There is a very helpful listserv (email discussion group) for US patent practitioners. it is called the EFS-Web listserv, originally created to help US practitioners survive the problems in the initial launch by the USPTO of the EFS-Web system. The charter of the listserv has now broadened to encompass US patent prosecution practice generally. Here’s a question that one loyal listserv member posted today:
I just had a case transferred in that was filed with a PPH request in the US, based on a PCT written opinion. I haven’t used PPH before, so don’t have much experience.
There is a pending office action, in which the Examiner found some art in the US that wasn’t in the original search report, and I think our best way forward is to amend the claims.
PPH requests appear to require that all claim amendments be within the scope of the claims held allowable in the PCT application.
What’s the procedure if I am going to add a claim limitation that’s not in the original claim set?
Here’s what I answered.
There’s the answer and then there’s the real answer.
As alert listserv member Ronni Jillions pointed out correctly, the PPH source documents say that supposedly a case that is on the Highway cannot have its claims amended to stray beyond the scope of the favorably treated claims in the Office of First Examination work product that got the case onto the Highway in the first place. A reader of the PPH source documents would conclude that the only way to amend a claim more broadly in a Highway case would be to file a continuation and present the broadened claim in the continuation.
The real answer is that there are many, many issued US patents in which:
- the case was on the Highway and
- at least one issued claim strays in this way.
What is the explanation for the existence of such issued US patents? I imagine there are two factors leading to this observed result.
A first factor is the reality that most practitioners pay no attention to this supposed requirement in the PPH source documents, and most Examiners likewise pay no attention to it. After all, when a practitioner files a claim amendment that strays in this way, who exactly at the USPTO is going to call him or her on it? Not the nitpickers who mail out Notices of Non-Compliant Amendment. They are checking for things like a micro-mistake in the strikethroughs and underscores. Those people are not technically trained to sniff out an instance of a proposed claim amendment straying beyond the scope of the OFE work product. Well, if they aren’t going to catch it, who is? Yes, the Examiner could conceivably catch it. But the Examiner is likely to snooze through it just as the practitioner probably snoozed through it. Assuming that the proposed amendment doesn’t add new matter or otherwise present some formal defect (a misspelled word or lack of antecedent basis or whatever), the Examiner is likely to enter the amendment and examine the claim as a matter of routine.

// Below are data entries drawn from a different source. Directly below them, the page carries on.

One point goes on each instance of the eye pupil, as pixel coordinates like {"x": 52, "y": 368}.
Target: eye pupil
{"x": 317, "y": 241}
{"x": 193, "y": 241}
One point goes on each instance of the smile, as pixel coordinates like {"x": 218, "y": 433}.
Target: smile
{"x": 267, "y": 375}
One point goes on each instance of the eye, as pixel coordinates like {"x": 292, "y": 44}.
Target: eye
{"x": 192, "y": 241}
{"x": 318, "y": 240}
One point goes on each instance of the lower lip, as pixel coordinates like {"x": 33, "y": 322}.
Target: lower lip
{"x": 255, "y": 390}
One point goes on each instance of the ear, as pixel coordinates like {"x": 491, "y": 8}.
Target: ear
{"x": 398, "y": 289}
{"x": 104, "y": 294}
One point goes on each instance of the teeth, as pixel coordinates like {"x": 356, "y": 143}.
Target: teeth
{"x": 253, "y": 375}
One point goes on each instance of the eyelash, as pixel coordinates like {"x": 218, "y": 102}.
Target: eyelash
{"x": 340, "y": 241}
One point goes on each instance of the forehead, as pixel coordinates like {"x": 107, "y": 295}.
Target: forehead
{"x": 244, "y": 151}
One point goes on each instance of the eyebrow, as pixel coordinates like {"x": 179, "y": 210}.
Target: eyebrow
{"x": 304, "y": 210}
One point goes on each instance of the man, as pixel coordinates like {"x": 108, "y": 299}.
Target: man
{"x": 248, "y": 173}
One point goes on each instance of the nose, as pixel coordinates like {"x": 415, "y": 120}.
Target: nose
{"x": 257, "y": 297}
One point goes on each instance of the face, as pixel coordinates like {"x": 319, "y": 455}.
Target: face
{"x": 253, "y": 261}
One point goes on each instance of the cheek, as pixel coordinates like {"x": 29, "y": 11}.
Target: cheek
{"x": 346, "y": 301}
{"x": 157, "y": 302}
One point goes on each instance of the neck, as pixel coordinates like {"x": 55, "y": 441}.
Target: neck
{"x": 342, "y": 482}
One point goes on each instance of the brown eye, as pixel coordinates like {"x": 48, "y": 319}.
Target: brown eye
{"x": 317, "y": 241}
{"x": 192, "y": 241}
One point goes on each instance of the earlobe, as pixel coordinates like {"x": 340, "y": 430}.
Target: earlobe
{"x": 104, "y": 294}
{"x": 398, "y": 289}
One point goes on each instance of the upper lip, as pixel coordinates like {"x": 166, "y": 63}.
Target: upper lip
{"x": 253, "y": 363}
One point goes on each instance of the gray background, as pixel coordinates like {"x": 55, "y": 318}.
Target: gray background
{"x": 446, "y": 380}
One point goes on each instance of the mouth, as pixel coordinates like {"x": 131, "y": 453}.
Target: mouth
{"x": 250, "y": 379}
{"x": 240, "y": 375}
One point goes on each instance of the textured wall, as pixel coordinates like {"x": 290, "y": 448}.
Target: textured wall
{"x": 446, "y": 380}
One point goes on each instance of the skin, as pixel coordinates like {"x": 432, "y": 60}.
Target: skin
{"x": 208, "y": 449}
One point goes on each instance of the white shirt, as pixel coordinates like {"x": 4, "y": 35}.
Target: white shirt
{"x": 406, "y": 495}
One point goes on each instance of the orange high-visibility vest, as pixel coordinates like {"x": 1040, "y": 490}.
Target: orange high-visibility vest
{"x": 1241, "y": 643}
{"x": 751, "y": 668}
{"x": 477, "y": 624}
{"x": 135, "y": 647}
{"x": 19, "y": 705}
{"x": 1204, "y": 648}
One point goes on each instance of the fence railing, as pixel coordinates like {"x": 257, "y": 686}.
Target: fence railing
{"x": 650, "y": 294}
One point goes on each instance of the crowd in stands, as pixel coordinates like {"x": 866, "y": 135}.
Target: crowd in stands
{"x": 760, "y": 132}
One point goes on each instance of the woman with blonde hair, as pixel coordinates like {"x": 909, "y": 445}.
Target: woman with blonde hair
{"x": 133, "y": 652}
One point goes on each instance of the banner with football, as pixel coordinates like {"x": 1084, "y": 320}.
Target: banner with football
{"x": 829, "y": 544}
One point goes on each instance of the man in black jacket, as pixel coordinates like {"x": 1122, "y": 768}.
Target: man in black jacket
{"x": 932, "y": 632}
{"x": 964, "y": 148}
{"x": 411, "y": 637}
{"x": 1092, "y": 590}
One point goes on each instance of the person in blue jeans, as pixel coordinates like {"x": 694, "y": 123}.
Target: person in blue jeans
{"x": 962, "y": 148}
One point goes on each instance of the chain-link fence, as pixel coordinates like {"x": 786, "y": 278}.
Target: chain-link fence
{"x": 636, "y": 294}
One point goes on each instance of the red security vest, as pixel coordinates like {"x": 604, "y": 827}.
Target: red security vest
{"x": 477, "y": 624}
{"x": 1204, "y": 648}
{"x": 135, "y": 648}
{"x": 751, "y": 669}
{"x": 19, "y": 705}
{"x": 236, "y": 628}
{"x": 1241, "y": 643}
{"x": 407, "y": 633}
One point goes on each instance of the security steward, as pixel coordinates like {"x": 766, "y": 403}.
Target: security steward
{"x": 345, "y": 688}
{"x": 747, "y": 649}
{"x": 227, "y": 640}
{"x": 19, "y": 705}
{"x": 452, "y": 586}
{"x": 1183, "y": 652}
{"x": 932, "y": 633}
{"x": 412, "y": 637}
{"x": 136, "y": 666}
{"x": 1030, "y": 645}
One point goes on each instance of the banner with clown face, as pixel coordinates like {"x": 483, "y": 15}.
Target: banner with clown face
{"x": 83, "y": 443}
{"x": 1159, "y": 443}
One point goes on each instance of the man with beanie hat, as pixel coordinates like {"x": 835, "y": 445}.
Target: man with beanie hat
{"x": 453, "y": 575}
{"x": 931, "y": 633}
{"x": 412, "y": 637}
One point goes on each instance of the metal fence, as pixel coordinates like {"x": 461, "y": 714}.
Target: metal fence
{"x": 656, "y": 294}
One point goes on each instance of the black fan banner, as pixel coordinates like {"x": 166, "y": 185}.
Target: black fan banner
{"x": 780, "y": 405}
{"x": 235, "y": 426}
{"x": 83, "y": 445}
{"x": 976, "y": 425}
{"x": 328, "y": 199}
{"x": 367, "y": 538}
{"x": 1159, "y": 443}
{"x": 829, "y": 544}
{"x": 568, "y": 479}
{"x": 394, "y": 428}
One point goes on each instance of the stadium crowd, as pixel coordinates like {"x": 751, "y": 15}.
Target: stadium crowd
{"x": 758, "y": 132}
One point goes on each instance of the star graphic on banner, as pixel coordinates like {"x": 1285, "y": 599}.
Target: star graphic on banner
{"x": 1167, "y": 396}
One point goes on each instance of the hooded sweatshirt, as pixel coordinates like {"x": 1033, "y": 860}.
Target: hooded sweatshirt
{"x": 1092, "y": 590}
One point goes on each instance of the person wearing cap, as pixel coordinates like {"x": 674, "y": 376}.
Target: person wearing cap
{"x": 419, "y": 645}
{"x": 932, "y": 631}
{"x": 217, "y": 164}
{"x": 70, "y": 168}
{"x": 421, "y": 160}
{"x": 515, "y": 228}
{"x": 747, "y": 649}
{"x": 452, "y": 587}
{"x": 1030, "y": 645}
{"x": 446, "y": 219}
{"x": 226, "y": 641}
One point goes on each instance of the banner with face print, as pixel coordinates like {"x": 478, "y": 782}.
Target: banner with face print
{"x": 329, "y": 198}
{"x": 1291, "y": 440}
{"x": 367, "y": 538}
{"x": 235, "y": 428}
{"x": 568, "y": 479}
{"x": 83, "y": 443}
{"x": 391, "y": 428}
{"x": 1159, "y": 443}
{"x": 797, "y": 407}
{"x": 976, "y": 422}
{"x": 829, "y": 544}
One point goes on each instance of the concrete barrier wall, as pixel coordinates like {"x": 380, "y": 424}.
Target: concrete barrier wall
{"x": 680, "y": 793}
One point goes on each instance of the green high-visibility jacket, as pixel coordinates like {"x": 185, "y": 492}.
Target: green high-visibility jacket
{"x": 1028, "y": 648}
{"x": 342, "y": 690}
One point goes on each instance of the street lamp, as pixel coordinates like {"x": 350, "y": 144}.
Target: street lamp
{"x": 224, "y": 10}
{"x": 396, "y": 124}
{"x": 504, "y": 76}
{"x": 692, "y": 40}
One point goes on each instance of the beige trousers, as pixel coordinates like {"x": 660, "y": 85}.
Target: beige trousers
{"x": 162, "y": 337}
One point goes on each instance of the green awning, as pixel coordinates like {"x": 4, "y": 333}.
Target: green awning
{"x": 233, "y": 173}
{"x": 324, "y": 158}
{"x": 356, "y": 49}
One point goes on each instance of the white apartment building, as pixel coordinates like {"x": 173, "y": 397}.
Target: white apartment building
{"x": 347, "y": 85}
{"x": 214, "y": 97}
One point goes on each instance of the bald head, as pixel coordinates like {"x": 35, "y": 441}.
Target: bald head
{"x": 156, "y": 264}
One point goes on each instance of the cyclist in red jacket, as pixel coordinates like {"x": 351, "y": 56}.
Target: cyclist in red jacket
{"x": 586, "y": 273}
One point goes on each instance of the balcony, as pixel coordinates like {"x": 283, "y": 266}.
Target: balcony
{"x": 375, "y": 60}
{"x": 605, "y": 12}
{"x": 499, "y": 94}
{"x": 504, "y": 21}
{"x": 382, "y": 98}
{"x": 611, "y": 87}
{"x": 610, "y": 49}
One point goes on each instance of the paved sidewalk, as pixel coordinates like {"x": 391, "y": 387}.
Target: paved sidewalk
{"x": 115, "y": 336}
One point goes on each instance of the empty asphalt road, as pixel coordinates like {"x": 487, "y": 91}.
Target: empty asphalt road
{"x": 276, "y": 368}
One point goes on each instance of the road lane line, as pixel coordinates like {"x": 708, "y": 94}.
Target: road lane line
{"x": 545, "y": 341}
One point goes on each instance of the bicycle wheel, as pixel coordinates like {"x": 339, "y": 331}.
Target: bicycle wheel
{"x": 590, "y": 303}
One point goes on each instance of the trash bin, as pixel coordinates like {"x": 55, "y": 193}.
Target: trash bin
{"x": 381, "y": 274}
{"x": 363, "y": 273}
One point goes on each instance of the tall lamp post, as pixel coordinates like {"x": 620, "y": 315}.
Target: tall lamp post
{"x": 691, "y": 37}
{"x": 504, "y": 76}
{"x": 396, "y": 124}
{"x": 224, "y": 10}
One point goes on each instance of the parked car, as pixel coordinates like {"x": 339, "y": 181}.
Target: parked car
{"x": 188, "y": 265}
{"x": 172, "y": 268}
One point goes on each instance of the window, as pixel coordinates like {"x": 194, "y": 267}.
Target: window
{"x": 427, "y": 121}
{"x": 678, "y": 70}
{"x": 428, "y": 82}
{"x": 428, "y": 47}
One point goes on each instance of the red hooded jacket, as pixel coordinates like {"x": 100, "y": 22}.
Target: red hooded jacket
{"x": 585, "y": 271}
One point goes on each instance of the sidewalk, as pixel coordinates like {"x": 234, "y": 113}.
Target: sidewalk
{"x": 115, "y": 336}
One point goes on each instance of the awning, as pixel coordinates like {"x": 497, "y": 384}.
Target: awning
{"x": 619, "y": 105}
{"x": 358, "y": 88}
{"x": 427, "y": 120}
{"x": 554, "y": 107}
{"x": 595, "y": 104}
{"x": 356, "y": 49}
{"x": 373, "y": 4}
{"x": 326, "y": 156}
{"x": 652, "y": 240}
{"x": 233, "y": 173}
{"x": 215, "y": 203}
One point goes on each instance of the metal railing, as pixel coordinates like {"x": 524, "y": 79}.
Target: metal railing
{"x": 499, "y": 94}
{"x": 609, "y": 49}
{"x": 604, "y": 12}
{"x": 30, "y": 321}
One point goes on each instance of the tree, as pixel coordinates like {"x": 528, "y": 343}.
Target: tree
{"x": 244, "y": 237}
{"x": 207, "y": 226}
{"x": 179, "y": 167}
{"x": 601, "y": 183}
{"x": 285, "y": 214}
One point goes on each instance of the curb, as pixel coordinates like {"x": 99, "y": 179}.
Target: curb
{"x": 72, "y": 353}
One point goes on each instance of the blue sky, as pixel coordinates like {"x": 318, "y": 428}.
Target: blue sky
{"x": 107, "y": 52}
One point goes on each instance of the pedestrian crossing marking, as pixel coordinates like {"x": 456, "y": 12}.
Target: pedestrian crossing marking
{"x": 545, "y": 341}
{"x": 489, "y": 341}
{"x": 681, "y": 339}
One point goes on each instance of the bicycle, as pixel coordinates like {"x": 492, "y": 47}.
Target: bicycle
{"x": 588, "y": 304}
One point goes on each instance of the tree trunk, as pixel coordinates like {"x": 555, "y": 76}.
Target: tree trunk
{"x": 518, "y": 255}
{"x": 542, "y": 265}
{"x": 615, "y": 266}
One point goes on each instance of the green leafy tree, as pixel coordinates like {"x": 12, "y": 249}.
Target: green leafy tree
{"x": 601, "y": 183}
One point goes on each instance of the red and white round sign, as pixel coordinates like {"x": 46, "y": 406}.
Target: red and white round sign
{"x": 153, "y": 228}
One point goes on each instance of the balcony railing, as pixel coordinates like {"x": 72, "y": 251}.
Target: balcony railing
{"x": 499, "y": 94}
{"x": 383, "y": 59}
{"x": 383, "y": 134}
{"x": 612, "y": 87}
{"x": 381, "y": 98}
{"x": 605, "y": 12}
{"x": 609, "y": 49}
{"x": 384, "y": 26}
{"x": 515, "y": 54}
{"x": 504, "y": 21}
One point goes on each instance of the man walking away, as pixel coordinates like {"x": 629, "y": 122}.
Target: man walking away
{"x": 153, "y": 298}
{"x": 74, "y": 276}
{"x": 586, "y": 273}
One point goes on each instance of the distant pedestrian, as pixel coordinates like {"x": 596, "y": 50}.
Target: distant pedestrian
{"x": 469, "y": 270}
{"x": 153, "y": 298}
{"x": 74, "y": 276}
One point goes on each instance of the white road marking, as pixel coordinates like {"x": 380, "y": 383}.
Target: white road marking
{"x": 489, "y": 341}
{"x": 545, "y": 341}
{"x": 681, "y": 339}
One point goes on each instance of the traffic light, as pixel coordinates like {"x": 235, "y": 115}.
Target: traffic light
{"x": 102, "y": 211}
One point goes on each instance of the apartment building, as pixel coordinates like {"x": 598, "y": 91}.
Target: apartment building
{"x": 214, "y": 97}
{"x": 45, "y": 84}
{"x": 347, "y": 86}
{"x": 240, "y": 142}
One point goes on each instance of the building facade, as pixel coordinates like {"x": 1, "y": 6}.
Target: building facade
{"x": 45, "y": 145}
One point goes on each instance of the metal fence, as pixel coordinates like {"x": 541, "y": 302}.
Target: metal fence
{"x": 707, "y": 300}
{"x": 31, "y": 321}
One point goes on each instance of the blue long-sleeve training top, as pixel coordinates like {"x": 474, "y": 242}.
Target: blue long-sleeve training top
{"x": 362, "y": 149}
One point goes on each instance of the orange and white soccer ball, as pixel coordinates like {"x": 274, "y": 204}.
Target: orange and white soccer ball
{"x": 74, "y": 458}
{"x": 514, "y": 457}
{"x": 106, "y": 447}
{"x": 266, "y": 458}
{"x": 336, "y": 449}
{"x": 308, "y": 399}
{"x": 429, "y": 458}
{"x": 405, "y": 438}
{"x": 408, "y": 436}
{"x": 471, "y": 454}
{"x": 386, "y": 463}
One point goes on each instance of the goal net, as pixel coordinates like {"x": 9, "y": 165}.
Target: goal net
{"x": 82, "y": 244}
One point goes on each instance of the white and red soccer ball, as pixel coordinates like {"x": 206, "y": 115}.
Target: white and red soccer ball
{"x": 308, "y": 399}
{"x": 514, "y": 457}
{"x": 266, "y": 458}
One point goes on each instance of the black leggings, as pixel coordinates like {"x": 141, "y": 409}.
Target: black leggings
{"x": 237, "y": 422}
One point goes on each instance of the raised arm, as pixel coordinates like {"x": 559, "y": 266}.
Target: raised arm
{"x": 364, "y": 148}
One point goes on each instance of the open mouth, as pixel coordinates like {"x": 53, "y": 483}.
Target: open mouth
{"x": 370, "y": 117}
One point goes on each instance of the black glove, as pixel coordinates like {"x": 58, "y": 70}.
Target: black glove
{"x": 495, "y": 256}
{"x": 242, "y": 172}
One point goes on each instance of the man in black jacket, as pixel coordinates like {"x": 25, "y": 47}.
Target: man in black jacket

Here’s a second factor. Suppose the Examiner actually does catch it that your claim strayed in this way. Will the Examiner call you on it? Yeah, maybe, but maybe not. Let’s assume for sake of discussion that the proposed amendment makes it super easy for the Examiner to collect a count (for example suppose the proposed amendment permits a quick allowance of the case). In such a case, the Examiner faces two choices:
- dust off the PPH training materials from years ago and figure out how exactly to bounce the straying amendment while making use of exactly the correct magic words, thus postponing the count for at least another half a year, or
- mail the Notice of Allowance and collect the count.
I’m betting that on such a fact pattern, most Examiners would follow the “mail the Notice of Allowance” path.
But yes, if you try to file a straying claim in a Highway case, there is a chance the Examiner will call you on it. And if so, to get the straying claim examined you would have to file a continuation.
There is a similar amendment constraint for cases filed under the little-known 37 CFR § 1.496.
And what are the effects TYFNIL for such “stray” claims?
Yes I wondered the same thing. I predict that a court would say “no harm no foul”.